Re: cgroup and FALLOC_FL_PUNCH_HOLE: WARNING: CPU: 13 PID: 2438 at mm/page_counter.c:57 page_counter_uncharge+0x4b/0x5

From: David Hildenbrand <david@redhat.com>
To: Mike Kravetz <mike.kravetz@oracle.com>,
	Mina Almasry <almasrymina@google.com>
Cc: "linux-kernel@vger.kernel.org" <linux-kernel@vger.kernel.org>,
	"linux-mm@kvack.org" <linux-mm@kvack.org>,
	Michal Privoznik <mprivozn@redhat.com>,
	"Michael S. Tsirkin" <mst@redhat.com>,
	Michal Hocko <mhocko@kernel.org>,
	Muchun Song <songmuchun@bytedance.com>,
	"Aneesh Kumar K.V" <aneesh.kumar@linux.vnet.ibm.com>,
	Tejun Heo <tj@kernel.org>, KVM <kvm@vger.kernel.org>
Subject: Re: cgroup and FALLOC_FL_PUNCH_HOLE: WARNING: CPU: 13 PID: 2438 at mm/page_counter.c:57 page_counter_uncharge+0x4b/0x5
Date: Thu, 15 Oct 2020 10:57:25 +0200	[thread overview]
Message-ID: <075968b6-9e2e-b625-8dc1-a7e5ed0bfd71@redhat.com> (raw)
In-Reply-To: <32ea3107-b1bc-f39e-3cf8-f6ef427235ef@redhat.com>

On 15.10.20 09:56, David Hildenbrand wrote:
> On 14.10.20 20:31, Mike Kravetz wrote:
>> On 10/14/20 11:18 AM, David Hildenbrand wrote:
>>> On 14.10.20 19:56, Mina Almasry wrote:
>>>> On Wed, Oct 14, 2020 at 9:15 AM David Hildenbrand <david@redhat.com> wrote:
>>>>>
>>>>> On 14.10.20 17:22, David Hildenbrand wrote:
>>>>>> Hi everybody,
>>>>>>
>>>>>> Michal Privoznik played with "free page reporting" in QEMU/virtio-balloon
>>>>>> with hugetlbfs and reported that this results in [1]
>>>>>>
>>>>>> 1. WARNING: CPU: 13 PID: 2438 at mm/page_counter.c:57 page_counter_uncharge+0x4b/0x5
>>>>>>
>>>>>> 2. Any hugetlbfs allocations failing. (I assume because some accounting is wrong)
>>>>>>
>>>>>>
>>>>>> QEMU with free page hinting uses fallocate(FALLOC_FL_PUNCH_HOLE)
>>>>>> to discard pages that are reported as free by a VM. The reporting
>>>>>> granularity is in pageblock granularity. So when the guest reports
>>>>>> 2M chunks, we fallocate(FALLOC_FL_PUNCH_HOLE) one huge page in QEMU.
>>>>>>
>>>>>> I was also able to reproduce (also with virtio-mem, which similarly
>>>>>> uses fallocate(FALLOC_FL_PUNCH_HOLE)) on latest v5.9
>>>>>> (and on v5.7.X from F32).
>>>>>>
>>>>>> Looks like something with fallocate(FALLOC_FL_PUNCH_HOLE) accounting
>>>>>> is broken with cgroups.
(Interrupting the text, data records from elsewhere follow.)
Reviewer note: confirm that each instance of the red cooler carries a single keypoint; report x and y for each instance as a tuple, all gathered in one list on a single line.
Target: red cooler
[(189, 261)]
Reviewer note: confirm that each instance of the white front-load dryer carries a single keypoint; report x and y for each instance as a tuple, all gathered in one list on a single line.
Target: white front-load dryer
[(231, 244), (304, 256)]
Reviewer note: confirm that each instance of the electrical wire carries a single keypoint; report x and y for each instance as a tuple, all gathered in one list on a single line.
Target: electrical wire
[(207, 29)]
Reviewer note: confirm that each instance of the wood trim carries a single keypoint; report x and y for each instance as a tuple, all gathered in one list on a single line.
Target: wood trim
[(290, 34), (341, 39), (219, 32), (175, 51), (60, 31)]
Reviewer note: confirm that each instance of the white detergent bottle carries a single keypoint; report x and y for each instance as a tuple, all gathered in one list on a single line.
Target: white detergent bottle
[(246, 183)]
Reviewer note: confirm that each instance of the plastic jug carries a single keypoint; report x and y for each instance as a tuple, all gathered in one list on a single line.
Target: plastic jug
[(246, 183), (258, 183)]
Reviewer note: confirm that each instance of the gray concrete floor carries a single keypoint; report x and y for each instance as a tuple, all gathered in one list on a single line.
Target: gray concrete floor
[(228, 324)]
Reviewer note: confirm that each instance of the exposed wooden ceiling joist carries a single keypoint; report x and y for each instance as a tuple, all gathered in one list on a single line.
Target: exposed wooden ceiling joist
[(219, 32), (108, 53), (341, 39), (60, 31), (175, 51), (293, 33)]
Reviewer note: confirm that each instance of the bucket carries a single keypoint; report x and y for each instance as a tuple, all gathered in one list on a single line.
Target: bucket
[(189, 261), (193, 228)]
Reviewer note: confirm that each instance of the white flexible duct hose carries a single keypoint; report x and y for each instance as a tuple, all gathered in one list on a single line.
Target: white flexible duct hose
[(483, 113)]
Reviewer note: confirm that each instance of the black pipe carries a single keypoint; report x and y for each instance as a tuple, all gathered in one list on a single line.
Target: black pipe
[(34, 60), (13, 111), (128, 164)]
I did *not* try without cgroups yet.
>>>>>>
>>>>>> Any ideas?
>>>>
>>>> Hi David,
>>>>
>>>> I may be able to dig in and take a look. How do I reproduce this
>>>> though? I just fallocate(FALLOC_FL_PUNCH_HOLE) one 2MB page in a
>>>> hugetlb region?
>>>>
>>>
>>> Hi Mina,
>>>
>>> thanks for having a look. I started poking around myself but,
>>> being new to cgroup code, I even failed to understand why that code gets
>>> triggered though the hugetlb controller isn't even enabled.
>>>
>>> I assume you at least have to make sure that there is
>>> a page populated (MMAP_POPULATE, or read/write it). But I am not
>>> sure yet if a single fallocate(FALLOC_FL_PUNCH_HOLE) is
>>> sufficient, or if it will require a sequence of
>>> populate+discard(punch) (or multi-threading).
>>
>> FWIW - I ran libhugetlbfs tests which do a bunch of hole punching
>> with (and without) hugetlb controller enabled and did not see this issue.
>>
>> May need to reproduce via QEMU as below.
> 
> Not sure if relevant, but QEMU should be using
> memfd_create(MFD_HUGETLB|MFD_HUGE_2MB) to obtain a hugetlbfs file.
> 
> Also, QEMU fallocate(FALLOC_FL_PUNCH_HOLE)'s a significant of memory of
> the md (e.g., > 90%).
> 

I just tried to reproduce by doing random accesses + random fallocate(FALLOC_FL_PUNCH_HOLE) within a file - without success.

So could be
1. KVM is involved messing this up
2. Multi-threading is involved

However, I am also able to reproduce with only a single VCPU (there is still the QEMU main thread, but it limits the chance for races).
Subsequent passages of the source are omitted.